The sparing of the gorge and its 100,000 inhabitants – who would have been forced to relocate to much less hospitable terrain – may be the biggest win to date for mainland environmentalists. The victory may only be a pyrrhic one, as other portions of the Yangtze River's upper reaches, known in Yunnan as the Jinsha River (金沙江) are under consideration for hydropower projects.
Tiger Leaping Gorge is where a roughly 15-kilometer stretch of the Jinsha runs between 5,596-meter Yulong Snow Mountain (玉龙雪山) and 5,396-meter Haba Snow Mountain (哈巴雪山). The gorge features 2,000-meter cliffs leading above intense rapids that are not considered navigable.
The area has traditionally been home to more than 100,000 residents, most of whom are from the Naxi ethnic minority. Since opening to foreign tourists in 1993, the gorge has seen a steady increase in tourist visits, which has led to road improvements and construction of several guesthouses along the 'high road' above the river.
The decision to spare the gorge from being dammed and filled will likely benefit tourism to the area, which is part of the UNESCO World Heritage Site known as the Three Parallel Rivers Protected Areas. However it is unlikely to be the end of new hydropower projects, as it is thought that damming the Jinsha could prevent the flow of silt downstream to the Three Gorges Dam.

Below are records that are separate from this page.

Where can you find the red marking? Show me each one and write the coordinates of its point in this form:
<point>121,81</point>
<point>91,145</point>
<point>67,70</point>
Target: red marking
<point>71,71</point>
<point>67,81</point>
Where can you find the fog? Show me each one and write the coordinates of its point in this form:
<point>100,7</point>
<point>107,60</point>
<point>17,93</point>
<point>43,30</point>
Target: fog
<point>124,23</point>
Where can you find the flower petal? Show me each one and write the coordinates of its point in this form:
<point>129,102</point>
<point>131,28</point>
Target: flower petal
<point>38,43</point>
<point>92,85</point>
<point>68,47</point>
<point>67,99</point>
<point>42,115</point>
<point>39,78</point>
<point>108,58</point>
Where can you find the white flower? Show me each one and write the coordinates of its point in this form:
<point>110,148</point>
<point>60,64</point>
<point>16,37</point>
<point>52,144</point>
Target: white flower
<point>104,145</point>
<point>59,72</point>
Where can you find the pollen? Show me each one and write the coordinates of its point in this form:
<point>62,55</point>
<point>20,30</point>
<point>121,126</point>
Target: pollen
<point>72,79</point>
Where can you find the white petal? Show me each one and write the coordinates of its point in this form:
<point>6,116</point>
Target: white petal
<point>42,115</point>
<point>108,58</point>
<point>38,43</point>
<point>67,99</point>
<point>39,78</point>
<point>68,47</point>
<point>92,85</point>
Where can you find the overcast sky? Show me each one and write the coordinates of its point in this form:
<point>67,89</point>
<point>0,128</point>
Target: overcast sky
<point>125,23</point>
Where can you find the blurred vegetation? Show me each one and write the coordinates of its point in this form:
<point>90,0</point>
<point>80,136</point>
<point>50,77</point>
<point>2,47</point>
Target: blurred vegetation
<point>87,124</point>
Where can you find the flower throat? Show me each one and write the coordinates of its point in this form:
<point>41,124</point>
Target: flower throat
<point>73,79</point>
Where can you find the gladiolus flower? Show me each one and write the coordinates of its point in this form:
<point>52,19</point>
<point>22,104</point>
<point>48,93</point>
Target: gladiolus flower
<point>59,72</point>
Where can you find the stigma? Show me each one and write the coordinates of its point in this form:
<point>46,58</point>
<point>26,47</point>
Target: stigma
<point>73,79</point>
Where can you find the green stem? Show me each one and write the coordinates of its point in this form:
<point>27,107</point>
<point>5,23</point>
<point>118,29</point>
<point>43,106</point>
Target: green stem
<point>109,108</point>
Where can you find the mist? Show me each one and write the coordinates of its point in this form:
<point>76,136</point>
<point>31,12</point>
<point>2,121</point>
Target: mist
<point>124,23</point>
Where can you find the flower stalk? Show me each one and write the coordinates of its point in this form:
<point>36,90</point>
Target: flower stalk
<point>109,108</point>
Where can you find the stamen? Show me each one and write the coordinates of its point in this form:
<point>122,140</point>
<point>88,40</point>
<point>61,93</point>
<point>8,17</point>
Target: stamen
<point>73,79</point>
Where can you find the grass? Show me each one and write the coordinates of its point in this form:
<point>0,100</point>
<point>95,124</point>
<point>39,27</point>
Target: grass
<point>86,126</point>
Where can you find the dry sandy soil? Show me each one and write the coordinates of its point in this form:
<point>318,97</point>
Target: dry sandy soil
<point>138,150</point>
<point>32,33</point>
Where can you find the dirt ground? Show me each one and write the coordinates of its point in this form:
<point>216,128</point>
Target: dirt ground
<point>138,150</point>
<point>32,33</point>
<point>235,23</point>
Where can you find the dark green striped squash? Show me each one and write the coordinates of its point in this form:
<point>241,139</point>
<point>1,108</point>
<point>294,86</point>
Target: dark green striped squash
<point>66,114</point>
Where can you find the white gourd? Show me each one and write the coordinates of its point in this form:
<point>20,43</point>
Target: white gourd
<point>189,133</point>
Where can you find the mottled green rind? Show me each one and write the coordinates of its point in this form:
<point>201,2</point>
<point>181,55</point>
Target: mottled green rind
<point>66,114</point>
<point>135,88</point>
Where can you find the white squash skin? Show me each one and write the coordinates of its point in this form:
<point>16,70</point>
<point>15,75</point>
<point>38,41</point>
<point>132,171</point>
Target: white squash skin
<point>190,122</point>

Silt is considered a threat to the navigability of the Yangtze, which is expected to be able to handle increasing levels of containerized sea-going barge traffic as far west as Chongqing in the coming years.
Some officials are also proponents of using the damming of the Jinsha to flush out the pollution that has accumulated in Kunming's Dianchi Lake, which is one of China's largest and most polluted freshwater lakes. China's second-largest hydropower project at Xiluodu began construction in November of last year.